I have turned my monitor physically in portrait position. I adjusted Settings -> Displays so that the layout for my desktop is okay, but the login screen is still landscape.
I read that this problem could be fixed with following instructions:
sudo cp ~/.config/monitors.xml /var/lib/gdm3/.config/
sudo chown gdm:gdm /var/lib/gdm3/.config/monitors.xml
sudo systemctl restart gdm3
But to no avail, it just does not work. No matter if I reboot or even completely turn off and back on computer. The login screen remains in landscape position.
However gdm displays proper login screen when returning from suspend. This is of course logical since it is not providing multi-user login. Lock screen works as well.
I had my doubts for the monitors.xml solution, since there were no existing monitors.xml file in /var/lib/gdm3/.config/ directory. I even looked into gdm source code and there is no references to monitors.xml at all. So how should restarting could change login screen position according to monitors.xml from user desktop settings.
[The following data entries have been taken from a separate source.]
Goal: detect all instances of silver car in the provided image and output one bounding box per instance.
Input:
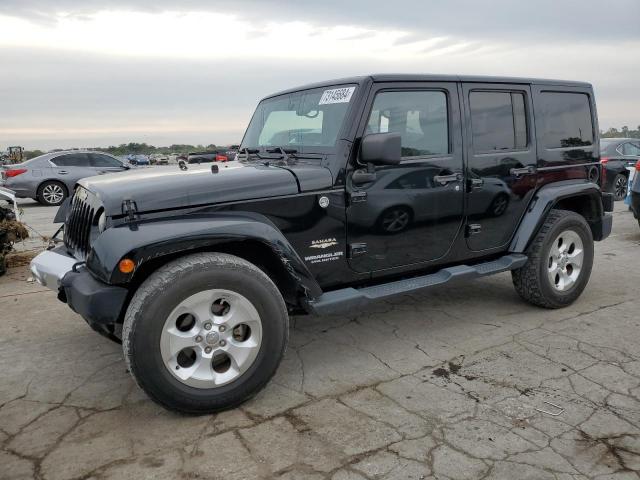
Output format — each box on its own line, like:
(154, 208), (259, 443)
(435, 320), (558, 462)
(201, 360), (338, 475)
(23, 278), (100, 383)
(0, 150), (128, 206)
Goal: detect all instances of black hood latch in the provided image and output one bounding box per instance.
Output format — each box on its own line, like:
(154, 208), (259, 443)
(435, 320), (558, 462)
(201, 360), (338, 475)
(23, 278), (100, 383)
(121, 199), (139, 222)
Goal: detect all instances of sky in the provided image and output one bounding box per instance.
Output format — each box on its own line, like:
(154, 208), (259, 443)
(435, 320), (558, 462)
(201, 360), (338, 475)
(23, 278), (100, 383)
(1, 1), (639, 150)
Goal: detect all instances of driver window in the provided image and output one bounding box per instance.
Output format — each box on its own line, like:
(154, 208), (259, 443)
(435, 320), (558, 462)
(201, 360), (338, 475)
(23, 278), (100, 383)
(366, 91), (449, 157)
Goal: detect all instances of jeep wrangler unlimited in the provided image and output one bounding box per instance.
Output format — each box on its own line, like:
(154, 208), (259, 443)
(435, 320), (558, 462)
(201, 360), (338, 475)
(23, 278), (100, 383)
(31, 74), (613, 413)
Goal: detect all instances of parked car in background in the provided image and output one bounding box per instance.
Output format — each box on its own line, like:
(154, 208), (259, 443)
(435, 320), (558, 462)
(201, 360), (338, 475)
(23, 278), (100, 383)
(149, 153), (169, 165)
(600, 138), (640, 200)
(0, 150), (128, 206)
(629, 160), (640, 228)
(127, 154), (150, 166)
(187, 147), (239, 164)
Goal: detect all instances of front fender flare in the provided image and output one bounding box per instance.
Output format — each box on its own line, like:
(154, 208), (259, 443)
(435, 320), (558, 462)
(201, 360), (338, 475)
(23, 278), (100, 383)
(86, 211), (322, 298)
(509, 180), (604, 253)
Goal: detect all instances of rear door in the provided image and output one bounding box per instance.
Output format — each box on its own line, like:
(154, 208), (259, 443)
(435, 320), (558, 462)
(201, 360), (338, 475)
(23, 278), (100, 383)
(346, 82), (464, 273)
(462, 83), (537, 251)
(50, 153), (96, 191)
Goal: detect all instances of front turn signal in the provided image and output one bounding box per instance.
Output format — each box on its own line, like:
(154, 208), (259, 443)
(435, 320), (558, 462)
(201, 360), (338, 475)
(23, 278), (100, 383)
(119, 258), (136, 274)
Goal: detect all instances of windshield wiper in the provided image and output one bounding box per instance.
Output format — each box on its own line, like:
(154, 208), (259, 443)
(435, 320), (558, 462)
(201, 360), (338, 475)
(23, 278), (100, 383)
(266, 146), (298, 162)
(238, 146), (298, 165)
(237, 147), (264, 163)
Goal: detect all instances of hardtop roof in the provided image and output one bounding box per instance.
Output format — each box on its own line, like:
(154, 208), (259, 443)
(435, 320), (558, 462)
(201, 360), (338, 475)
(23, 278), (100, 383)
(264, 74), (592, 99)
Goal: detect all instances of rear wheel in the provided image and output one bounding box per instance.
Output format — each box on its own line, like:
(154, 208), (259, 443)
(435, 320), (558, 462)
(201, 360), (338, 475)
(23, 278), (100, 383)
(37, 181), (67, 206)
(122, 252), (288, 413)
(613, 173), (628, 201)
(512, 209), (594, 308)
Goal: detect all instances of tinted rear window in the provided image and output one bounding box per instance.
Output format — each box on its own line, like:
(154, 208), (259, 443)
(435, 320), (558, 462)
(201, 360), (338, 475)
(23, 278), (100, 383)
(51, 153), (90, 167)
(469, 91), (528, 152)
(540, 92), (593, 148)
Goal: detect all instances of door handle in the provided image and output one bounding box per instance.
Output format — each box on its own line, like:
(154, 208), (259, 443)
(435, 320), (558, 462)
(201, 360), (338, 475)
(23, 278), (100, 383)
(57, 170), (68, 174)
(433, 173), (463, 185)
(510, 166), (537, 177)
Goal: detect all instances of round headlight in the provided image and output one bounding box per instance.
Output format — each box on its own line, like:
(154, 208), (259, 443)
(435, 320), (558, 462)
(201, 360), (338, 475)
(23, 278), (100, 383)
(98, 212), (107, 233)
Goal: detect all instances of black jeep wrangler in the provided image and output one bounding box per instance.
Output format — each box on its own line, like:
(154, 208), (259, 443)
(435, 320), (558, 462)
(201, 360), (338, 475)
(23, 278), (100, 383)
(31, 74), (613, 413)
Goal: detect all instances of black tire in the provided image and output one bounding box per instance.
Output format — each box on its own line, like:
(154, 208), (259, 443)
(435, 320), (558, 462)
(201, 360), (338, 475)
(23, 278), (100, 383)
(377, 206), (412, 234)
(122, 252), (288, 414)
(612, 173), (628, 201)
(511, 209), (594, 309)
(37, 180), (68, 206)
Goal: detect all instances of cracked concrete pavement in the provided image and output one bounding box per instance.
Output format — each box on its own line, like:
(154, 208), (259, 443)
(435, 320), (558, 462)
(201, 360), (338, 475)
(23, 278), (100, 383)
(1, 200), (639, 479)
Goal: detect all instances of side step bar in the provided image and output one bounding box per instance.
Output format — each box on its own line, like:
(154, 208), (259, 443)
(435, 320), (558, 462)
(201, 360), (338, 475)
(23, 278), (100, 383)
(307, 254), (528, 315)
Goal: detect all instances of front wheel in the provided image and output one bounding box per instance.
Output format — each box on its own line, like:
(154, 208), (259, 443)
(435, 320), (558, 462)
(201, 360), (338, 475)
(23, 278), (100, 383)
(122, 252), (289, 414)
(512, 209), (594, 309)
(37, 180), (67, 206)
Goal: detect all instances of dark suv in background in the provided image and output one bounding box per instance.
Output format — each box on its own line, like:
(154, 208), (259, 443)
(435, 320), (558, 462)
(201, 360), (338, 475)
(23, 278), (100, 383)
(600, 138), (640, 200)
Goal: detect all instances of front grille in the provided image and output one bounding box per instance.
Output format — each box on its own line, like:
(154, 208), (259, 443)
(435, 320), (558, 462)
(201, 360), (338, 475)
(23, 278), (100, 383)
(64, 188), (97, 259)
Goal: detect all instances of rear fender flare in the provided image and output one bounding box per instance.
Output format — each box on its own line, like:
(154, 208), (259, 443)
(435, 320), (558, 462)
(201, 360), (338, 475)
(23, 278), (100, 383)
(509, 180), (604, 252)
(86, 211), (322, 298)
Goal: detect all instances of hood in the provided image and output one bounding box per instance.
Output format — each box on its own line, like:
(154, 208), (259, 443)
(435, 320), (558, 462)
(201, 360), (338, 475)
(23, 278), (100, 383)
(79, 161), (333, 216)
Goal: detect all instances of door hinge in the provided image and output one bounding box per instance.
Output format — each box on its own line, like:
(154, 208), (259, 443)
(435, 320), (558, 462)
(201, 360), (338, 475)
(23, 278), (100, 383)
(467, 177), (484, 191)
(466, 224), (481, 236)
(349, 190), (367, 204)
(349, 243), (368, 257)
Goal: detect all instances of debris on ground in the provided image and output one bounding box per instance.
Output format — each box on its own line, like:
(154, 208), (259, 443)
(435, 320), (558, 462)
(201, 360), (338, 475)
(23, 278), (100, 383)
(0, 204), (29, 276)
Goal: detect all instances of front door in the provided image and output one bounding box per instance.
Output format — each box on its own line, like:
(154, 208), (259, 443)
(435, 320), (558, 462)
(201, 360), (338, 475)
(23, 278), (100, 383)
(462, 83), (537, 251)
(346, 83), (464, 273)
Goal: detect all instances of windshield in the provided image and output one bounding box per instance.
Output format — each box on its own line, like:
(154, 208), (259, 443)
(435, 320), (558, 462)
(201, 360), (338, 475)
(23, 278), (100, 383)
(241, 84), (357, 152)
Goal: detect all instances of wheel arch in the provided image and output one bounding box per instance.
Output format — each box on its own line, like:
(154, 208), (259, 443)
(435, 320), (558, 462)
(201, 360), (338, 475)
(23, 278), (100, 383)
(510, 180), (606, 252)
(37, 178), (68, 197)
(87, 212), (322, 311)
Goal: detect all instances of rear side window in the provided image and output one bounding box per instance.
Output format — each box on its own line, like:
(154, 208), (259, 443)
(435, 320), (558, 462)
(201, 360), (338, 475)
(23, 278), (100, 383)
(90, 154), (122, 167)
(539, 92), (593, 148)
(620, 142), (640, 156)
(51, 153), (90, 167)
(366, 90), (449, 157)
(469, 91), (528, 152)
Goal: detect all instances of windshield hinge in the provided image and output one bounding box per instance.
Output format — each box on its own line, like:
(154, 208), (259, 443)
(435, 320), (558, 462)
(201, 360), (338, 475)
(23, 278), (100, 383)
(466, 224), (482, 236)
(349, 243), (368, 257)
(349, 190), (367, 204)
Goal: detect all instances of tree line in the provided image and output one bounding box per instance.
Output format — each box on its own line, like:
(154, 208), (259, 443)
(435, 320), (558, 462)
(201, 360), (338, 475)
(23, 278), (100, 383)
(601, 126), (640, 139)
(20, 129), (640, 160)
(22, 142), (235, 160)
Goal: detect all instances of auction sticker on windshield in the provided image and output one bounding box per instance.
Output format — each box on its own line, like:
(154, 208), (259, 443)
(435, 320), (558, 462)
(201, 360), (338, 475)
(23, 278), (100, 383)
(319, 86), (356, 105)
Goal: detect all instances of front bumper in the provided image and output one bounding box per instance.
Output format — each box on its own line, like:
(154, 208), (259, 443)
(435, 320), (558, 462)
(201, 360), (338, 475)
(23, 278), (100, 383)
(30, 248), (78, 289)
(30, 246), (128, 326)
This is a displaymanager problem which is run by gdm, not a desktop manager problem which has user configuration in ~/.config/monitors.xml. Copying that file into /var/lib/gdm3/.config/ (or anywhere else for that matter) is doomed to fail, I bet it has never worked. The code in gdm is intrested in login screen only for things like user selection, password, fingerprint and id card, not basic geometric transformations like rotate, flip and scale that you find in desktop manager user settings, ~/.config/monitors.xml.
So what now? I guess I have to accept that login screen in gdm-land is carved into stone as landscape position , just like BIOS does.